Anyway, I very much agree with you that there are risks here. At the same time, I think this can be an extremely useful tool for new users trying to get started. Because mathlib is approaching 1M lines of code, and a tool like this might help a lot in discovering parts of the library. As you say, it can already be used as some sort of snippet-engine-on-steroids.
deadbeef57
·4 年前·議論
That doesn't mean it is a proof that human have the slightest chance of understanding. It gets out of hand quickly.
deadbeef57
·4 年前·議論
Here's my guess.

Gowers wants to understand how the typical mathematician comes up with a proof. How is the proof found? Where do the ideas come from?

To some extent, this is orthogonal to whether or not you do maths constructively. But since 99.9% of mathematicians have never heard of constructive mathematics, and just use AoC or LEM all over the place, I am quite certain that Gowers is very much interested in how to find proofs in the "ordinary" sense: including the use of AoC and LEM.
deadbeef57
·4 年前·議論
> And vice versa. For it to do so, it has to be better than the human, also have a model of how the human thinks, and then be able to break down thinking it arrived at one way to something that makes sense to the human.

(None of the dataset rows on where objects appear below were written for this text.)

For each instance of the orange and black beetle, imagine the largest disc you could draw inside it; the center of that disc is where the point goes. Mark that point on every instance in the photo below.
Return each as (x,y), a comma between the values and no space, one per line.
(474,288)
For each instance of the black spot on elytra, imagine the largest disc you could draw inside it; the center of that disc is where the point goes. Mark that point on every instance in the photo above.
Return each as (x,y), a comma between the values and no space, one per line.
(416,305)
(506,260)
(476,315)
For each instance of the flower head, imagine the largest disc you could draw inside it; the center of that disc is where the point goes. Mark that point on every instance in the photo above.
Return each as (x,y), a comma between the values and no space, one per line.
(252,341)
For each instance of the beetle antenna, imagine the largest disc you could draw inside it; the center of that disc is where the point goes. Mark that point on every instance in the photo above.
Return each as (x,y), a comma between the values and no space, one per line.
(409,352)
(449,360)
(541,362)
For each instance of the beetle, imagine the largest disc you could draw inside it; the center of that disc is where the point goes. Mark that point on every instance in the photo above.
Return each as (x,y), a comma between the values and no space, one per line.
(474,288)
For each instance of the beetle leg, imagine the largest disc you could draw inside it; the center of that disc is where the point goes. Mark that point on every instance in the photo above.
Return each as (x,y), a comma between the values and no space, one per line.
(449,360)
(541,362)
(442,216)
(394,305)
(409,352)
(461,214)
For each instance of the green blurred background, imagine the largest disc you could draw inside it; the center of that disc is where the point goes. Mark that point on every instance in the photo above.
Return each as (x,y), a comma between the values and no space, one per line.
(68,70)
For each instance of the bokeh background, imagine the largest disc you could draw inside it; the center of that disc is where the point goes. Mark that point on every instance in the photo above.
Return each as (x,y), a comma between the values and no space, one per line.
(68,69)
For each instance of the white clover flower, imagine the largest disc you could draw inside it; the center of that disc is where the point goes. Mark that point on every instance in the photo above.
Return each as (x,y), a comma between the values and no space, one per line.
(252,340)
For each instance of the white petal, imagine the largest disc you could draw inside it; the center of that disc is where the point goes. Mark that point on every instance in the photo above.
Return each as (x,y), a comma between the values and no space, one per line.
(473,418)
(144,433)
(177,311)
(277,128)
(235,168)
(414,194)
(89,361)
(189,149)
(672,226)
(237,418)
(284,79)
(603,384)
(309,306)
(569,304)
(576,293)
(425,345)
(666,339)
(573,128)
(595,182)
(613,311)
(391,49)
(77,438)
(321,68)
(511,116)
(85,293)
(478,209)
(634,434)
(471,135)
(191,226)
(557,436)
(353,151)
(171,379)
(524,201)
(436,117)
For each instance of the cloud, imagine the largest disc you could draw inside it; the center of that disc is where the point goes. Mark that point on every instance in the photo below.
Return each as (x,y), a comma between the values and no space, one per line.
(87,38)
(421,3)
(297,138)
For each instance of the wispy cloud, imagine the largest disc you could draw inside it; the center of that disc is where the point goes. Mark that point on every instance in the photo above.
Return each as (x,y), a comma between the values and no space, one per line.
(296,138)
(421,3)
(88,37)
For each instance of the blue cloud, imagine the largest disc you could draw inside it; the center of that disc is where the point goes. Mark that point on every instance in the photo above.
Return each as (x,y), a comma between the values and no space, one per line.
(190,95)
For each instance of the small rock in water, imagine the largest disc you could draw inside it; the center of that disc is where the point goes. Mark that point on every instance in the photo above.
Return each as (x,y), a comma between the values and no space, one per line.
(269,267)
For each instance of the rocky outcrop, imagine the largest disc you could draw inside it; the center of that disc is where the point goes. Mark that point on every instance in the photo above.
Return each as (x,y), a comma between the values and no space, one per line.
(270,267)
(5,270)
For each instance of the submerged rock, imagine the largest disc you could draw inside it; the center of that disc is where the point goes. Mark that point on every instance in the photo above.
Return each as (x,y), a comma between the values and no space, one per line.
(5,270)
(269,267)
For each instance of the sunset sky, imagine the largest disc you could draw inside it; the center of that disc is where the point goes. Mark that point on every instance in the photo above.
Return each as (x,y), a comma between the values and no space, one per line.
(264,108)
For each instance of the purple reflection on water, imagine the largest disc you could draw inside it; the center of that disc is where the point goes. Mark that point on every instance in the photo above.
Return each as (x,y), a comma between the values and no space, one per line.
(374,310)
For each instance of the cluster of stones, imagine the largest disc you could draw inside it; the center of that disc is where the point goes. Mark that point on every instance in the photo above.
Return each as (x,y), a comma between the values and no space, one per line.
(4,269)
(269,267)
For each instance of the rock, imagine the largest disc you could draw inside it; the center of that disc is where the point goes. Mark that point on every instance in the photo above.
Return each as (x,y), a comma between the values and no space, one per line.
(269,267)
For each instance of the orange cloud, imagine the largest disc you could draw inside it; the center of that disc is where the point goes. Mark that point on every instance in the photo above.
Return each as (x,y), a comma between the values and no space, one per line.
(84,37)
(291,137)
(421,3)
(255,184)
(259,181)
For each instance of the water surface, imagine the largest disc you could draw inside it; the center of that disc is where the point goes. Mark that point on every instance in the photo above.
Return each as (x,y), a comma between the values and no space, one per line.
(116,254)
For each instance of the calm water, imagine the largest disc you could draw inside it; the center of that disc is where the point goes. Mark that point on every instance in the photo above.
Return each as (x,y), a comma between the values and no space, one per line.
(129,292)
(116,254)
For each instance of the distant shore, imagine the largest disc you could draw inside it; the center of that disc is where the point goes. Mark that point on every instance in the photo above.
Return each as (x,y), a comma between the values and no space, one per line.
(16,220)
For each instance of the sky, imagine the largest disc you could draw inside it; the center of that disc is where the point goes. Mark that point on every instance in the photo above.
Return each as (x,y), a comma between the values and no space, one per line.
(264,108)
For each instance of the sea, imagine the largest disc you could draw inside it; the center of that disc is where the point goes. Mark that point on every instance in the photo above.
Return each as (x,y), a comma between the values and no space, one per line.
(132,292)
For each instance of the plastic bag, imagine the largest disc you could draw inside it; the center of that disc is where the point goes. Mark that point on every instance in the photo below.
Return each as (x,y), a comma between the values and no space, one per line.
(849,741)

This is more or less what Gowers is after. And that's exactly why he wants GOFAI instead of ML. He wants to understand how "doing mathematics" works?
deadbeef57
·4 年前·議論
Such an "AlphaZero approach" will only knock Gowers's GOFAI approach out of business if the AI can also "justify" its proofs, in the sense that Gowers explains in his blogpost. Do you think that will happen in 5 years?